Now add the lexicon to the rewrite rules dictionary.

In [4]:
for p in lexicon.category.unique():
    rewriterules[p] = list(lexicon.word[lexicon.category==p].unique())

rewriterules

{'S': [['NP', 'VP']],
 'NP': [['Det', 'Nx']],
 'Nx': [['Adj', 'Nx'], ['N']],
 'VP': [['V0'],
  ['V1', 'NP'],
  ['V2', 'NP', 'NP'],
  ['VS', 'S'],
  ['Adv', 'VP'],
  ['VP', 'Adv']],
 'N': ['reporter', 'wombat', 'lady', 'zookeeper', 'cat'],
 'Adj': ['mean', 'angry', 'hungry'],
 'Det': ['a', 'the', 'that', 'my', 'this'],
 'V0': ['slept', 'arrived', 'ran'],
 'V2': ['gave', 'showed'],
 'VS': ['said', 'thought'],
 'Adv': ['angrily', 'already', 'yesterday'],
 'V1': ['hit', 'hugged', 'bit', 'bathed']}

Define a (recursive!!) rewrite function that expands any constituent by randomly selecting from the rewrite rules and lexical entries.

In [5]:
def rewrite(x, verbose=False):
    y = random.choice(rewriterules[x])
    if verbose:
        print(y)
    if type(y) == str:
        return y
    else:
        return ' '.join([rewrite(z) for z in y])

And finally, let's see a few examples!

In [6]:
for i in range(10):
    print(rewrite('NP'))

this hungry mean wombat
the wombat
the mean zookeeper
the angry reporter
this lady
that hungry lady
a lady
a lady
the angry cat
the mean hungry lady


In [7]:
for i in range(10):
    print(rewrite('S'))

the zookeeper thought this zookeeper slept
a reporter showed a angry hungry angry hungry wombat this mean cat
that mean hungry zookeeper hugged this hungry angry reporter
my zookeeper showed my zookeeper the lady
this hungry wombat already slept
this hungry zookeeper said my zookeeper arrived
my wombat arrived
that angry zookeeper arrived
that lady showed my lady that angry angry zookeeper
a hungry reporter bathed my reporter


Some thoughts on additions or expansions
- Are all words equally likely to come up?
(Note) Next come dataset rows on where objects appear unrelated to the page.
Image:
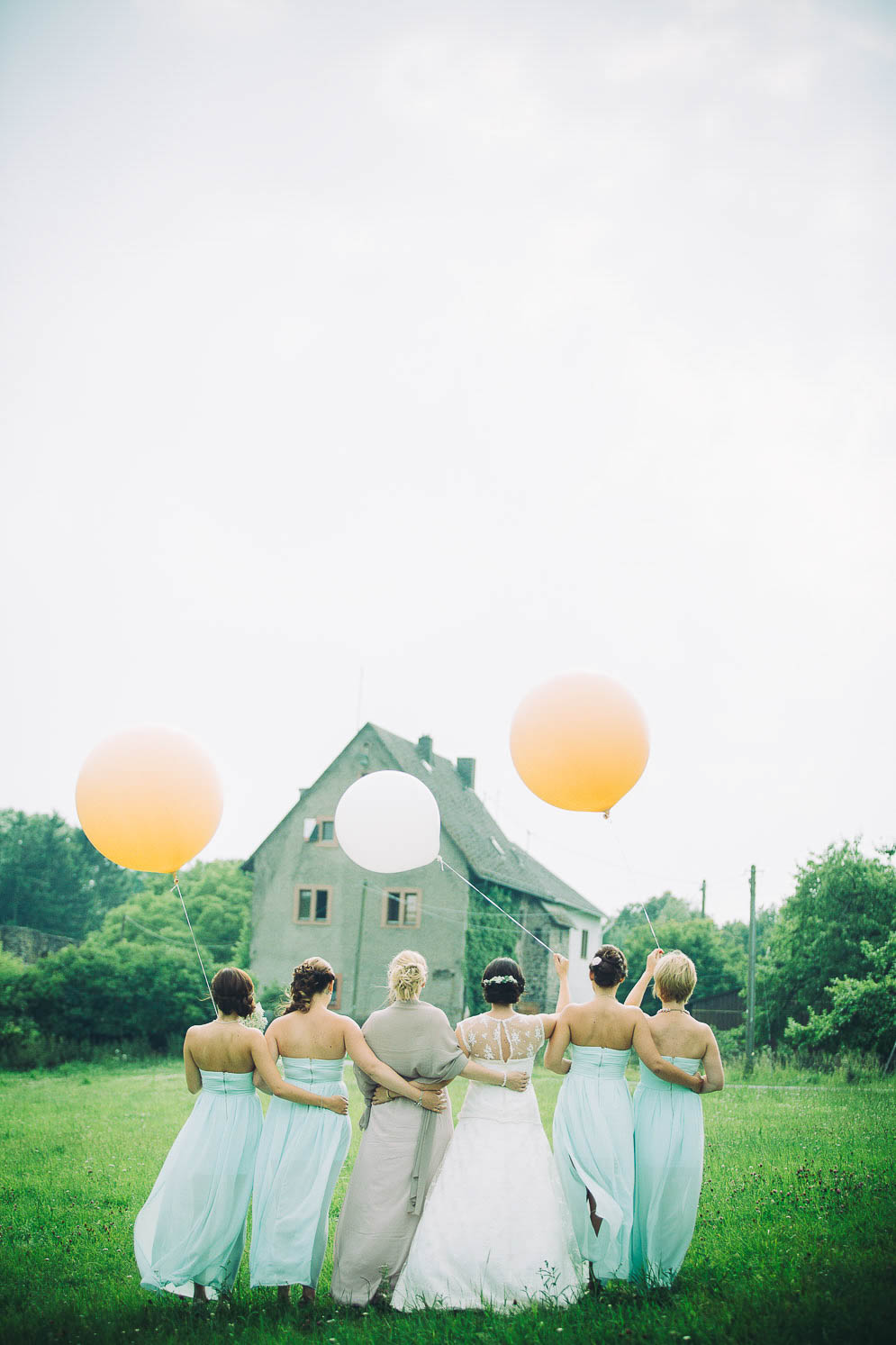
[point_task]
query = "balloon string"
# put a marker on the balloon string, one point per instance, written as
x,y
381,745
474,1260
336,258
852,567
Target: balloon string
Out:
x,y
632,873
176,888
446,865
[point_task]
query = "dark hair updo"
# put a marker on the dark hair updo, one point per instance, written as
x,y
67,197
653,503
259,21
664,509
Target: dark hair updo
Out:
x,y
233,992
308,979
502,982
609,966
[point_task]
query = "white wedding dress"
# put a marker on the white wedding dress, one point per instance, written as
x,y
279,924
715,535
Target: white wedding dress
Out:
x,y
495,1230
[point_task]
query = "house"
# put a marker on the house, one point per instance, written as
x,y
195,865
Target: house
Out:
x,y
310,897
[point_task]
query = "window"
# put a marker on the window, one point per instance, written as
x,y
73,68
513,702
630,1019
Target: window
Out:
x,y
311,904
401,908
321,832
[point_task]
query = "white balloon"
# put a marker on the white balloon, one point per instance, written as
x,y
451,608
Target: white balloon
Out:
x,y
388,822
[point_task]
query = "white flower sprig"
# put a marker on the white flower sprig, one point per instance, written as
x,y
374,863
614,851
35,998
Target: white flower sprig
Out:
x,y
256,1018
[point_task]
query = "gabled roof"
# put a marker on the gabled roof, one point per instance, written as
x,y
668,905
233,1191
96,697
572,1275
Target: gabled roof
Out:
x,y
476,834
487,850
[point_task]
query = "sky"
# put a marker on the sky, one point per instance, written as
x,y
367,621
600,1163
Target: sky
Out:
x,y
380,362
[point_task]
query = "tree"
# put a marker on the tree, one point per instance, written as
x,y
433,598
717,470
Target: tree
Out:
x,y
720,955
218,900
95,995
863,1012
842,908
51,877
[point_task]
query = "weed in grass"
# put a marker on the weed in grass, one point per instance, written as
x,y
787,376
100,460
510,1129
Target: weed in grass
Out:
x,y
794,1240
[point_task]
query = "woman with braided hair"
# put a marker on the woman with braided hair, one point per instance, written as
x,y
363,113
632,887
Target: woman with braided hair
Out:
x,y
303,1148
401,1148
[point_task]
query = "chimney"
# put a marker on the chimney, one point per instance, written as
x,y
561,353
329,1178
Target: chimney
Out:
x,y
424,750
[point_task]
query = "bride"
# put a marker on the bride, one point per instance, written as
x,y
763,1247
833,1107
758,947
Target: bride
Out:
x,y
495,1230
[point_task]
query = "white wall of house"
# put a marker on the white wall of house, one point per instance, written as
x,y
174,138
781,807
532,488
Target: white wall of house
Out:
x,y
585,936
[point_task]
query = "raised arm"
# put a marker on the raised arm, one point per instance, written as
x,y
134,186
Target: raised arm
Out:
x,y
276,1085
557,1044
372,1066
637,992
715,1080
190,1067
646,1048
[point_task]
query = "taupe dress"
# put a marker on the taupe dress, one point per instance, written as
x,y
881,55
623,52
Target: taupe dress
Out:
x,y
401,1149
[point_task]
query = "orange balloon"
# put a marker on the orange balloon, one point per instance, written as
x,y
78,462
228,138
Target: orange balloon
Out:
x,y
580,741
149,799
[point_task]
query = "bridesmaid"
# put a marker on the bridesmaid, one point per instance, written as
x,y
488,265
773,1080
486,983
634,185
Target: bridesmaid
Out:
x,y
190,1235
593,1121
401,1149
303,1148
669,1127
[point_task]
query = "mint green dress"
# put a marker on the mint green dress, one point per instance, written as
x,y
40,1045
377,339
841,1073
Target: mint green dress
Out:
x,y
669,1170
300,1157
193,1228
593,1153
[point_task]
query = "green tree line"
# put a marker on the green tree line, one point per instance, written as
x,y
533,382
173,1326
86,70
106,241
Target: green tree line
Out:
x,y
827,966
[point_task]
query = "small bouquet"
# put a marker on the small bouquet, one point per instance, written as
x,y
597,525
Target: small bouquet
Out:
x,y
256,1018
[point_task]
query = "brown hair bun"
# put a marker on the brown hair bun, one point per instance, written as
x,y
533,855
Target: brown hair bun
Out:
x,y
233,992
308,979
502,982
609,966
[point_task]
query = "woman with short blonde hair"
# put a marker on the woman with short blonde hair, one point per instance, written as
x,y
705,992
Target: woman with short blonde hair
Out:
x,y
669,1126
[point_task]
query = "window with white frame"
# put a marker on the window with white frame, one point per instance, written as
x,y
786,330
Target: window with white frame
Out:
x,y
401,908
311,904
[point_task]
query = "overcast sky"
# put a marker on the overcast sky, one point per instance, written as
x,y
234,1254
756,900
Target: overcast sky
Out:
x,y
428,350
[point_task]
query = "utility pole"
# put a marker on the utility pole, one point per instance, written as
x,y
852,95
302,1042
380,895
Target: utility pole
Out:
x,y
751,976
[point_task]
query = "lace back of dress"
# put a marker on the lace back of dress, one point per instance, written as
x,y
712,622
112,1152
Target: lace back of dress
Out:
x,y
518,1037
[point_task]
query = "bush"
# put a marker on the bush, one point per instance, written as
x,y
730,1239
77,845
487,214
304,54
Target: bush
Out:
x,y
95,995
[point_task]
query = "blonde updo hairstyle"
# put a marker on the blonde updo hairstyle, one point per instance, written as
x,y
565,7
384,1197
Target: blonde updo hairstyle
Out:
x,y
406,976
308,979
674,977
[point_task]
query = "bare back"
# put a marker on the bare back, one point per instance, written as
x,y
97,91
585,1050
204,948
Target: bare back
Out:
x,y
318,1034
680,1034
222,1047
603,1022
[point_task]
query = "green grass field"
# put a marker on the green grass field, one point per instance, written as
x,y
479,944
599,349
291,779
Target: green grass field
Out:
x,y
795,1239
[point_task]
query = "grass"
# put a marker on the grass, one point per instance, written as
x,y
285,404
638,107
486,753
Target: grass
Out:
x,y
794,1243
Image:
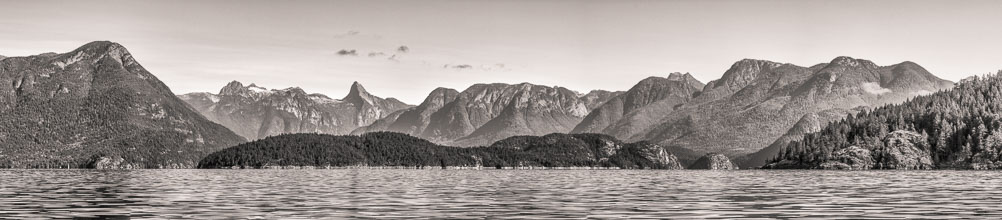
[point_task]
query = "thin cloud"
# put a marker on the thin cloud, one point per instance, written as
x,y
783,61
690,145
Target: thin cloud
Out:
x,y
348,34
345,52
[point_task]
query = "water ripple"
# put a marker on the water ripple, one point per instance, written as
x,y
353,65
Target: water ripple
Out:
x,y
506,194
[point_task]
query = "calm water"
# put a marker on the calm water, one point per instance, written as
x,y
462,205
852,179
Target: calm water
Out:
x,y
574,194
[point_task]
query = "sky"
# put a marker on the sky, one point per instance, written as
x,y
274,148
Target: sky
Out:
x,y
199,46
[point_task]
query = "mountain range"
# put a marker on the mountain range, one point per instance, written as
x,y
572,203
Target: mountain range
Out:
x,y
97,105
256,112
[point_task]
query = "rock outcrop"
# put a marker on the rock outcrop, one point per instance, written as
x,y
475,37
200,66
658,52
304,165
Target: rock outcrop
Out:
x,y
905,150
757,104
713,161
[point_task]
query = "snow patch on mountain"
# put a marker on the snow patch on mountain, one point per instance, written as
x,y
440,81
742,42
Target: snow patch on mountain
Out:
x,y
71,60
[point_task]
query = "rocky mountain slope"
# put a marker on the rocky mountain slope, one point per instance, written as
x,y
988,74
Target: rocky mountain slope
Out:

How might you change the code or structures so that some words are selected more frequently than others?
- Are some nouns more likely to be associated with some verbs? How might you change the code or structures so that some words are selected more frequently based on the other words?
- How might you add PPs?
- Is the recursive rewrite function realistic in that it processes from left-to-right? How else might you encode it?